<< 一つ前のコラムへ 次のコラムへ >>

「GNH」日本へ伝来

 6世紀「仏教」は大陸から伝来し日本の律令体制を確立した。16世紀にヨーロッパから伝来した「鉄砲」は日本の合戦に一大革命を巻き起こした。そして2005年、ヒマラヤの小国から1つのフィロソフィーが伝来する。日本の未来にどれだけの影響を与えていくのか。

 東京で外務省の企画によるGNHカンファレンスの開催が決定した。「アメリカに追いつけ」のスローガンで一丸となって経済的豊かさを追い求めてきた日本人には「仏教」や「鉄砲」と同じく目新しく写るに違いない。

 カンファレンス開催の背景には政府の国連常任理事国入りへの画策が見え隠れする。ブータンは今回の日本の意向に真っ先に手を挙げており貴重な賛同国をないがしろにはできない。それと同時に日本が対アメリカだけではなく世界に対しリーダーシップを取れる題材がこのGNHにはふんだんに含まれていると考えられる。現在開催中の愛知万博は予想以上の来場人数を記録しており世界が掲げる環境への日本の取り組みを十分にアピールしている。GNHのスローガンを導入する事で京都議定書を始めとするこの取り組みへの更なる強力なアプローチに繋がっていく事も十分期待される。また終戦60周年を迎える日本の平和構想にこのアイデアを用いれば世界初の試みともなろう。さらにGNHによる開発の考え方は分業が求められる地方行政への起爆剤とも成り得る。
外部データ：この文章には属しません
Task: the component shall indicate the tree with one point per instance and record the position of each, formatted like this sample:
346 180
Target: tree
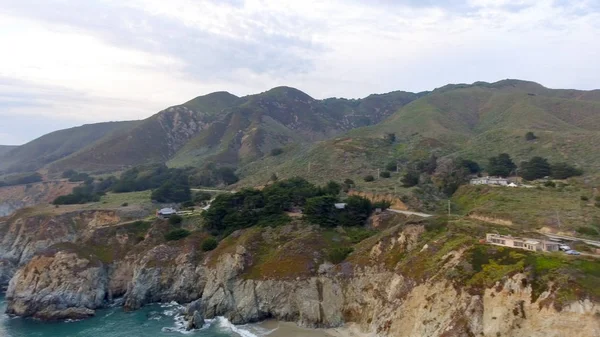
530 136
536 168
411 178
276 151
177 234
502 165
390 138
209 244
564 171
472 166
391 166
321 211
356 212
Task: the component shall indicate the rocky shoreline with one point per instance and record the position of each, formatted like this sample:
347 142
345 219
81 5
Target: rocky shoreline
52 278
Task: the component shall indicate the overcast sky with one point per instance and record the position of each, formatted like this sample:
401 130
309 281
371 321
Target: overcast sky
70 62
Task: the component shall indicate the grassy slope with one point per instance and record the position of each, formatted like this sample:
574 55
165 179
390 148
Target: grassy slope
154 139
532 208
59 144
279 117
473 121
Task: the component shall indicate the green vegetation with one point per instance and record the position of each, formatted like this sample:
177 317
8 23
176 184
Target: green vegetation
276 151
175 220
177 234
501 165
528 208
21 179
209 244
338 254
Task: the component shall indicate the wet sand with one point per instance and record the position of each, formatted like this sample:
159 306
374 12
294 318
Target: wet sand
287 329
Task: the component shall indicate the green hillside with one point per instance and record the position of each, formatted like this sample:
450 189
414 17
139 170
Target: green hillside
57 145
473 121
279 117
6 148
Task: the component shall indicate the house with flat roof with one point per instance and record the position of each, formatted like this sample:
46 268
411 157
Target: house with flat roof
534 245
490 181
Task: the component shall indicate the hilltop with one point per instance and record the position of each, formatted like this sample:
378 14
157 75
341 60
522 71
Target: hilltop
474 121
219 127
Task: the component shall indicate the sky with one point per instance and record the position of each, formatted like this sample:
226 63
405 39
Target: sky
70 62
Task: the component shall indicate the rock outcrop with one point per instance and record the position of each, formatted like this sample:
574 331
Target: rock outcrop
259 274
61 286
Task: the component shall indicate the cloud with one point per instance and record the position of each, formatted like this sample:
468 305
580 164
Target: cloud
108 59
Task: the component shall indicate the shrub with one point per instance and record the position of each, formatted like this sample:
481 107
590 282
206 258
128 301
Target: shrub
201 197
209 244
188 204
383 204
277 151
587 231
339 254
175 219
391 166
530 136
177 234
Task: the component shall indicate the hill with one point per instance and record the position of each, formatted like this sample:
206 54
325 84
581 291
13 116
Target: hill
56 145
279 117
226 129
6 148
474 121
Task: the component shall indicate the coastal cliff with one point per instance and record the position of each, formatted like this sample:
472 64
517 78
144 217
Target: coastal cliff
408 278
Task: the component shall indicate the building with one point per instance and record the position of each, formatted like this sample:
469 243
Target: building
490 181
166 213
533 245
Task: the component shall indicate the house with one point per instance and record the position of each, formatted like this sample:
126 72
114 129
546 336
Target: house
166 213
489 181
533 245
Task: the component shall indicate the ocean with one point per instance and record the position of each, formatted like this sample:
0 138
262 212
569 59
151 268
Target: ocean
159 320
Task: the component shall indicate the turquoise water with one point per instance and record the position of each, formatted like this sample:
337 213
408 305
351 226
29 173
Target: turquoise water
155 320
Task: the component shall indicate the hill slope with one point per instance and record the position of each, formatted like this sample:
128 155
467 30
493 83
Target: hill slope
475 121
226 129
279 117
56 145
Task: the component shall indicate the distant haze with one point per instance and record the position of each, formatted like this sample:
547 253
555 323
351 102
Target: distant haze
66 63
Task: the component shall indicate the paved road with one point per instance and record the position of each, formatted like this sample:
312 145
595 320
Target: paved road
572 238
423 215
209 190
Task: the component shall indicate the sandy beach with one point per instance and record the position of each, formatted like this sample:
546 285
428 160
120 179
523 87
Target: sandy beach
287 329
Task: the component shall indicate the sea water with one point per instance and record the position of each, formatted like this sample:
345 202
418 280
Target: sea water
162 320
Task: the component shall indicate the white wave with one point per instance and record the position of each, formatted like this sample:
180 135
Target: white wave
226 325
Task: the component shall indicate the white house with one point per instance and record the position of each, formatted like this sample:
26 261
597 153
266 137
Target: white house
166 212
490 181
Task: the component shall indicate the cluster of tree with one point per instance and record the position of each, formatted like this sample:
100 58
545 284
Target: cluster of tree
75 176
212 175
250 207
21 179
89 191
446 174
501 165
538 167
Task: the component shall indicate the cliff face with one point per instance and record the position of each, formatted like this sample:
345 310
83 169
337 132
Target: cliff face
283 273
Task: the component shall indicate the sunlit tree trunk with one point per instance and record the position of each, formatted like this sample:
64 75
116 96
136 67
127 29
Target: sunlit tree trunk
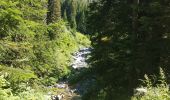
54 11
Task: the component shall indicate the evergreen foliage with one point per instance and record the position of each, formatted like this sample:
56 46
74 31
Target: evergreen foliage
33 54
133 38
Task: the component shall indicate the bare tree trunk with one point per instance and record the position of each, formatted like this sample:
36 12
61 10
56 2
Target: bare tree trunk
54 11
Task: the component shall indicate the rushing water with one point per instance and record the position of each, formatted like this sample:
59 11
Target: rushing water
80 58
78 62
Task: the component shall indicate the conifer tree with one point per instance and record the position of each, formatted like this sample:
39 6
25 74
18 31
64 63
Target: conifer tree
54 11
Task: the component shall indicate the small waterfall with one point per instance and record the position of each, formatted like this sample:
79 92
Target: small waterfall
80 57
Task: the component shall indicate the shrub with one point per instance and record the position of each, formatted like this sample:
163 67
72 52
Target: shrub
159 91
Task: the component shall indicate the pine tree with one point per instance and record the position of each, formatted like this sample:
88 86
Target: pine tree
54 11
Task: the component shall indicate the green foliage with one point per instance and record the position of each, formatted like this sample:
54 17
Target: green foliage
32 53
159 91
130 39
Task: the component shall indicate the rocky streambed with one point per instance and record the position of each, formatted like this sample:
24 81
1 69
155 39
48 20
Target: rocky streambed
66 91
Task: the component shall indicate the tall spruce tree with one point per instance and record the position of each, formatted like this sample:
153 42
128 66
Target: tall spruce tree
132 37
54 11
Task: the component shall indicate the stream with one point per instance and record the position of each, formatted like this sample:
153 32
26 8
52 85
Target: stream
74 92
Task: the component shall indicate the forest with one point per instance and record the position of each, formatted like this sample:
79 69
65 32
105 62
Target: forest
84 49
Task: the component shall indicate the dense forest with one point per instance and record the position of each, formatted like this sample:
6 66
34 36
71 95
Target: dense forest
125 44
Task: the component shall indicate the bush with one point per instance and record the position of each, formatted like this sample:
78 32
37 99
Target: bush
159 91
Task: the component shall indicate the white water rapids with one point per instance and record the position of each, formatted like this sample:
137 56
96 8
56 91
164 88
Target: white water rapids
78 62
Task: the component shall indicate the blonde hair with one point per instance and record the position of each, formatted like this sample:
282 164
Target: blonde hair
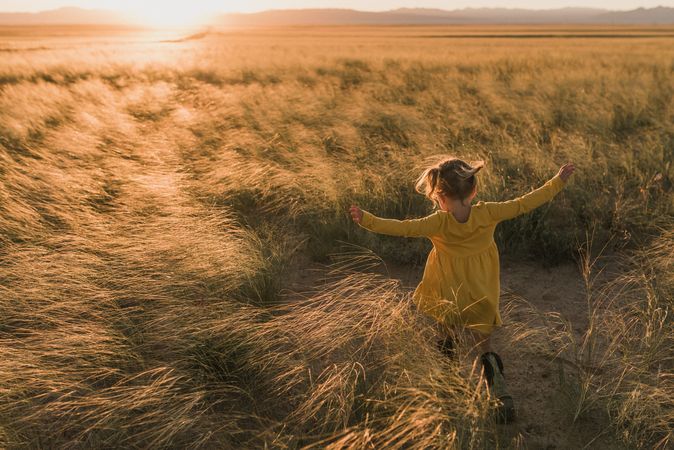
453 178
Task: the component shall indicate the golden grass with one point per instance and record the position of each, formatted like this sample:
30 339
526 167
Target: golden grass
154 195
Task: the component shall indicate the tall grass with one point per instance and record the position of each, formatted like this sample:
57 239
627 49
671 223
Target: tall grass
619 367
155 198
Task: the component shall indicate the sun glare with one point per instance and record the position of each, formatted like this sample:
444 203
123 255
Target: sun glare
176 14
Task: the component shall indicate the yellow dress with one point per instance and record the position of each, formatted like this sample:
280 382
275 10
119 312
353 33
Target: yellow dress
461 283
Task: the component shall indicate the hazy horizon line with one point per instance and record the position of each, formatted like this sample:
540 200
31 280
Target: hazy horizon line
468 8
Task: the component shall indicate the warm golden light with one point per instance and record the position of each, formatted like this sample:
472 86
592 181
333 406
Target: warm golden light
176 14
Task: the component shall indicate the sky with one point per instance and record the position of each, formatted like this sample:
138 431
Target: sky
208 6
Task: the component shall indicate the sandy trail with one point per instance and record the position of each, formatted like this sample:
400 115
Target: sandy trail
543 419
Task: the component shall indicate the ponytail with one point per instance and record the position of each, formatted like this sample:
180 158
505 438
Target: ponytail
453 178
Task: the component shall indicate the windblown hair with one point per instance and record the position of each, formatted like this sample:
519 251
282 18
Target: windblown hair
453 178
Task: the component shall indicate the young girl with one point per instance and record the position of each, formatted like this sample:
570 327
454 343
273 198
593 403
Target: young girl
460 284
 今回の日本における初のカンファレンスの中身においてはGNHという新しい分野の紹介に終わるではあろうが、これを機にブータンという神秘の世界だけが注目されるのではなく、経済・教育・環境・宗教、その他すべての分野における第一線の研究者達が「GNH」という新しい素材に目を向け、新しい日本の未来を画策してくれる事を期待する次第である。

 「GNHの日本伝来」が未来の歴史教科書の一行に刻まれるその日を夢見る。